PSA: National Union Of Nigerian Super-Macho-Men
This is a PSA by brought to you by the gentlemen at the National Union Of Nigerian Super-Macho-Men.
We want to use this medium to bring to your notice issues that have been on our extra strong macho-hearts.
After our last Annual General Meeting, these are our resolutions:
Firstly, don’t you ever, ever, ever use the word “Feminist” near us again. You don’t see us going around whining about how you collect our money and still make us chase you. Neither do you see us band around claiming to be fighting for men right and calling ourselves “masculinist“.
Secondly, there is no better way to say this, Bros before hoes. And no, you might not be a hoe, but there is no word that rhymes with bro that substitutes for hoe. And if there is, we don’t want to know cos we are always right.
Next, we are always right. Do you think someone who is ever wrong can successfully build muscles and look like this?

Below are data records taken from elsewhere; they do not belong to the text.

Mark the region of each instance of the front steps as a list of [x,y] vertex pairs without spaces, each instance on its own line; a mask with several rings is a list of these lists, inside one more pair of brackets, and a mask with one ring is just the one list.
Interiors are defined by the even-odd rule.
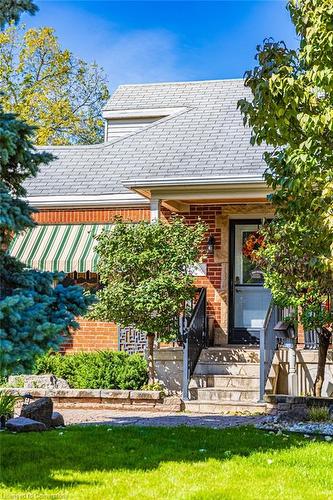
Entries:
[[259,349],[211,347],[202,351],[190,382],[185,410],[214,414],[266,413],[259,403]]
[[267,403],[232,403],[227,401],[187,401],[184,403],[185,411],[192,413],[211,413],[214,415],[257,415],[267,413],[271,405]]

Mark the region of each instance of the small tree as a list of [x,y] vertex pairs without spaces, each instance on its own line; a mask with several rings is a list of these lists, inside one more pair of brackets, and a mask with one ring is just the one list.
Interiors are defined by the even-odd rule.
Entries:
[[153,347],[156,336],[175,338],[184,302],[195,293],[190,268],[200,259],[205,225],[131,224],[117,219],[98,237],[98,272],[104,288],[92,317],[133,326],[147,333],[149,383],[154,383]]
[[320,396],[331,337],[333,293],[333,4],[290,0],[300,49],[266,40],[247,72],[252,102],[239,102],[252,143],[265,141],[265,179],[276,218],[260,251],[265,285],[292,320],[319,336],[314,394]]

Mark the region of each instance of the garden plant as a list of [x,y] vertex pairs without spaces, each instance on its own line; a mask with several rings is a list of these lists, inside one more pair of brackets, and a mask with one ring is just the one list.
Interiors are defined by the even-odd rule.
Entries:
[[112,231],[98,236],[97,293],[93,319],[114,321],[146,332],[149,384],[154,384],[154,339],[175,339],[179,314],[195,294],[191,268],[200,260],[206,226],[168,222],[132,224],[117,219]]
[[275,219],[262,228],[265,286],[290,320],[315,330],[320,396],[333,320],[333,3],[290,0],[298,50],[265,40],[245,75],[252,100],[239,107],[252,143],[265,142],[265,180]]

No. We were right then, we are right now, and we’ll always be right. Even if it is your area of expertise and you have an MSc in it, we are still righter than you.
Also, if we say it can’t be fixed, then it can’t be fixed. Don’t mind the mechanic, electrician, plumber, carpenter, or vulcanizer. If they knew any better, why are they not more successful rather than doing menial jobs?
Just as importantly, if we say we’ll fix it, we will eventually fix it. I know it’s over six weeks that I told you I’ll fix that thing, but until I tell you to, there is no need to start calling up the mechanic or plumber. We will eventually come around to fixing it. Plus they don’t even know the work like that. Worse still, I don’t like the way they look at you. And no, you can’t try out that female mechanic, she is probably a lesbian and trying to get to you.
Finally, the time has come for you to stop hitting our ass. We know you think it’s cute, it is not. We didn’t stick to leg days at the gym only for you to come smacking our ass. That is just emasculating. STOP IT!!!